Deploy and implement MapReduce programs that take advantage of the LZO compression techniques supported by Hadoop.
Compression is the process of reducing the size of actual data by using an algorithm to encode the information. Compression provides the following benefits:
Reduces the hard disk space occupied by the data.
Uses lower transmission bandwidth.
Reduces the time taken to copy or transfer the data from one location to another.
However, it also comes with a problem. Before putting the compressed data to some use, it first must be decompressed. After processing, the data must be compressed again.

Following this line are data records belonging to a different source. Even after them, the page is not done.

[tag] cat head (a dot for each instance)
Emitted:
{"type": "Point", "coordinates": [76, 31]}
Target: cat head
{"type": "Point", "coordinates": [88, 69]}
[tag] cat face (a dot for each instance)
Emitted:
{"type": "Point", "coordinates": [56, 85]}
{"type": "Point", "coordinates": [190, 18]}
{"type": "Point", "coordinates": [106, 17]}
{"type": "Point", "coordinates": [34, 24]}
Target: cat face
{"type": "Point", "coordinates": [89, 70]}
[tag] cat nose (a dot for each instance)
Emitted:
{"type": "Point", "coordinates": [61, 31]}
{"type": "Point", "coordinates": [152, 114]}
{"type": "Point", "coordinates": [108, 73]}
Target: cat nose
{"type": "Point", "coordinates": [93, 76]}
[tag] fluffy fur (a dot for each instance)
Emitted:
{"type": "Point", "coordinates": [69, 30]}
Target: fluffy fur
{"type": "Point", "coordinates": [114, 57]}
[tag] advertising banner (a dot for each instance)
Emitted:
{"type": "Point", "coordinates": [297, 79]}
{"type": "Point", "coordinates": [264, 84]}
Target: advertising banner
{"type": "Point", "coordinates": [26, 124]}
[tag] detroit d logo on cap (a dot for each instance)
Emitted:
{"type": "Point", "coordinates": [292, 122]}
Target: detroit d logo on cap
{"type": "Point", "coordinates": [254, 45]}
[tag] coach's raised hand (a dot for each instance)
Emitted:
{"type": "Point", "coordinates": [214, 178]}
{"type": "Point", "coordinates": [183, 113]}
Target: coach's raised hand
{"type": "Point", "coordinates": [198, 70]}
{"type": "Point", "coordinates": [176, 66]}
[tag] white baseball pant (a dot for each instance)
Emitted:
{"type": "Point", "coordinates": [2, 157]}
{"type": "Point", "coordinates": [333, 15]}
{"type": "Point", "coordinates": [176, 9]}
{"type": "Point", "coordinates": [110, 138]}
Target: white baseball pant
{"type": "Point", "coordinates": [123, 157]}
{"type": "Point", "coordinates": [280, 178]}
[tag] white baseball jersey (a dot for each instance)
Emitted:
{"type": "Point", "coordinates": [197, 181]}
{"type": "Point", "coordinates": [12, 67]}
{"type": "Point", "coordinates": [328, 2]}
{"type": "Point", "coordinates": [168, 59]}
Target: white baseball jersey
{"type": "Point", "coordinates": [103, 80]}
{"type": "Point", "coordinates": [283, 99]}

This increases the time it takes an application to process it before it can use this data.
As Hadoop adoption grows in corporate communities, you see data in terms of TeraBytes and PetaBytes that is stored in HDFS by large enterprises. Because Hadoop works well on commodity hardware, high-end servers are not required for storing and processing this kind of data, and it would be beneficial for enterprises to reduce the space used to store the data. The Hadoop framework supports a number of mechanisms, such as gzip, bzip and lzo to compress the data that is stored in HDFS.
Lempel-Ziv-Oberhumer (or LZO) is a lossless algorithm that compresses data to ensure high decompression speed. It has the following characteristics:
Data compression is similar to other popular compression techniques, such as gzip and bzip.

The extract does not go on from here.